How to Pipe Ice Cookies
- 1). Attach a No. 2 nozzle (or similar small nozzle) to a piping bag and fill it 3/4 full with royal icing. Push the air out of the piping bag from the top, then twist the top and tie with a rubber band to stop more air from entering.
- 2). Rest the nozzle in your less-dominant hand, and hold the piping bag from the back with your dominant hand. On a piece of baking paper, squeeze the bag from your dominant hand and guide the nozzle from the back hand to practice piping. When you want to stop a line, hold the nozzle upright and squeeze while pressing down slightly, then abruptly lift the nozzle, which will break the line cleanly. Practice until you feel comfortable with the piping bag.
- 3).
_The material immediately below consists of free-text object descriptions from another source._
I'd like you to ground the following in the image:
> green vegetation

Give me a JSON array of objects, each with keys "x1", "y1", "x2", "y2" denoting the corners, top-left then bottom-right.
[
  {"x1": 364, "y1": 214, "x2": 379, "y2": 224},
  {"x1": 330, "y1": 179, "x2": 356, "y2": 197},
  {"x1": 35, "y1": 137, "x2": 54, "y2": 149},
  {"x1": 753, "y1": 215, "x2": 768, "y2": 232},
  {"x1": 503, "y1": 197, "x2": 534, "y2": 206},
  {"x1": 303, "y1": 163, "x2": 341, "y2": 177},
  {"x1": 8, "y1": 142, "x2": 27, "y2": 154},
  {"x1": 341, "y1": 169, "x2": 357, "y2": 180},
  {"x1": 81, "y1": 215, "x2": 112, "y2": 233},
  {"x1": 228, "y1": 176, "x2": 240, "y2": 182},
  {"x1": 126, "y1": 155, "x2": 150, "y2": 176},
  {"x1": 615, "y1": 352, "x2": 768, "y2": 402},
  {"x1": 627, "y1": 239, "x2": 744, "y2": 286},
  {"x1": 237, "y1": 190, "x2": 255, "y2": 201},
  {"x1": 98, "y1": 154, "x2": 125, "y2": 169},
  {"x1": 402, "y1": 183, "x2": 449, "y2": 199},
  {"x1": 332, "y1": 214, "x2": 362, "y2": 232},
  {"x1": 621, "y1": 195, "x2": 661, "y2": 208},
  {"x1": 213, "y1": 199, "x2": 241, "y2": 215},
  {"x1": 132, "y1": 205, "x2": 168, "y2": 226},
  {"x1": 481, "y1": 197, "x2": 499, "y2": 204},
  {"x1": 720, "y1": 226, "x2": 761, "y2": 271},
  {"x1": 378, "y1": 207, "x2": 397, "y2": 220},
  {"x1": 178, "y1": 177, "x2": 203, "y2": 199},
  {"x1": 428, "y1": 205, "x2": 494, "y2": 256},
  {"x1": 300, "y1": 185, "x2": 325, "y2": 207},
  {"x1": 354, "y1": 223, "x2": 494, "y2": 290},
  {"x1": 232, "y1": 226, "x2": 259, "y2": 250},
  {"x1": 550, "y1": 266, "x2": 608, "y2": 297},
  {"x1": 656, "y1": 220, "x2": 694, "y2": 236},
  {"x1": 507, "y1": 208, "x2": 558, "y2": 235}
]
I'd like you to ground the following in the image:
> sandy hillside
Pipe a line 1/8 inch away from the edge of a cookie, right around for a border. In a back-and-forth motion, fill in the border with icing. Jiggle the cookie to settle the icing. Within a minute, the icing will have settled nicely to a smooth coating. You can leave it like this or pipe on designs.
- 4). Change icing colors and pipe your design on top of the background color of the cookie. If you want the design to settle into the background icing, pipe it on while the background icing is still wet. If you want the design icing to stick out from the background, wait until the background is hard (a couple of hours), then pipe on the design. You can also pipe on a design without a background of icing.